Here’s the meat of it…

  1.  Do we need a meeting?   ”The default tendency in any bureaucracy, especially in government, is to substitute discussion for decision-making. If you are the leader of an organization and call a meeting, make sure you have something to communicate or need to learn in a group setting. If the meeting is to be purely informational, without much back and forth, that information could probably be as easily relayed in a memo or email.”
  2.  Avoid a meandering session. Rumsfeld says “When I moved into my first executive position in government in 1969, I had a stand-up desk…. standing up while working tends to be an incentive for those who come in for a discussion to say what they need to say, and not linger”.
  3. Invite the right people. He thinks that generally too many unnecessary people are invited to meetings.
  4. Start and end on time.  This is universal meeting advice.
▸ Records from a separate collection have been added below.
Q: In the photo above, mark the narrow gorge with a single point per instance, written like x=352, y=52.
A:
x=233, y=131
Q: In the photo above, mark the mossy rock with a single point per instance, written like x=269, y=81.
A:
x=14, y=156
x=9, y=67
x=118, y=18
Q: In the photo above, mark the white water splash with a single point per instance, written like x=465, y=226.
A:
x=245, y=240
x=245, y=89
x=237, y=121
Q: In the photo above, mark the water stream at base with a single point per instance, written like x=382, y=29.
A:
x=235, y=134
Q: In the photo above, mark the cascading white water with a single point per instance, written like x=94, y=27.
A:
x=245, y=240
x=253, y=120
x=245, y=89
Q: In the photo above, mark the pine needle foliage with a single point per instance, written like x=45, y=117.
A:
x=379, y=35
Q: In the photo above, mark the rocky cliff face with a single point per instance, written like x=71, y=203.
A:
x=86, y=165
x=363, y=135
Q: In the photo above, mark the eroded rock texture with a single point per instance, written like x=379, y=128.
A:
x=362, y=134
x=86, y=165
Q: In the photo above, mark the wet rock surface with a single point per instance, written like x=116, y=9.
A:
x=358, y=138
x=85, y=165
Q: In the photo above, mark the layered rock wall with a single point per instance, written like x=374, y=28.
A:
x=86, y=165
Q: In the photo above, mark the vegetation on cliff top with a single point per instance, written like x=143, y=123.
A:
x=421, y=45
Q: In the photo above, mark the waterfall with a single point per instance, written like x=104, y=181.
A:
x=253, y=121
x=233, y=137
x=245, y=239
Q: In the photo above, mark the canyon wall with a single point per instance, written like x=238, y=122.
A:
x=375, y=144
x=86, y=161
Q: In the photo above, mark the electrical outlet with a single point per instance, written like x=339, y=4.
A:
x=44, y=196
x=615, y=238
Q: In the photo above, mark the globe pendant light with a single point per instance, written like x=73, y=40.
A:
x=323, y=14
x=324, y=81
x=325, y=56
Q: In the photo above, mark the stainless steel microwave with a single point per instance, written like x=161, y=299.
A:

  5. Be prepared and expect preparedness. “During meetings, I confess to being less than patient with folks who bring up irrelevant information or are ill-prepared. I also tend to lack patience with PowerPoint presentations that convey obvious information or slides with grammatical errors and that lack page numbers. There were occasions when I abruptly ended a meeting in progress and advised the participants that we would reconvene when everyone had had time to fully prepare. The response was usually surprised looks all around. In my experience some leaders don’t end meetings when it’s clear they’ve become a waste of time. Instead they sit there and let the meeting experience a slow, painful death.”
  6.  ”Encourage others to give their views, even if it may ruffle some feathers.”
  7. And then expect resistance to new thinking. “Keep in mind that when new ideas are broached in a meeting, there is often an instinctive and immediate opposition. Large bureaucracies can be masterful at creating an insular and self-serving culture in which people reinforce each other and become captive to what becomes the conventional wisdom. Meetings are a good place to discover whether an organization might be suffering from groupthink. If everyone in the room seems convinced of the brilliance of an idea, it may be a sign that the organization would benefit from more dissent and debate.”
  8. Summarize important points and action items. Also, he says “I’ve found it can also be helpful to offer a last opportunity for anyone in the room to speak up by my asking, ‘Is there anything else?’ or ‘What have we missed?’ There often is something important that someone was thinking of saying and never found the opportunity for.”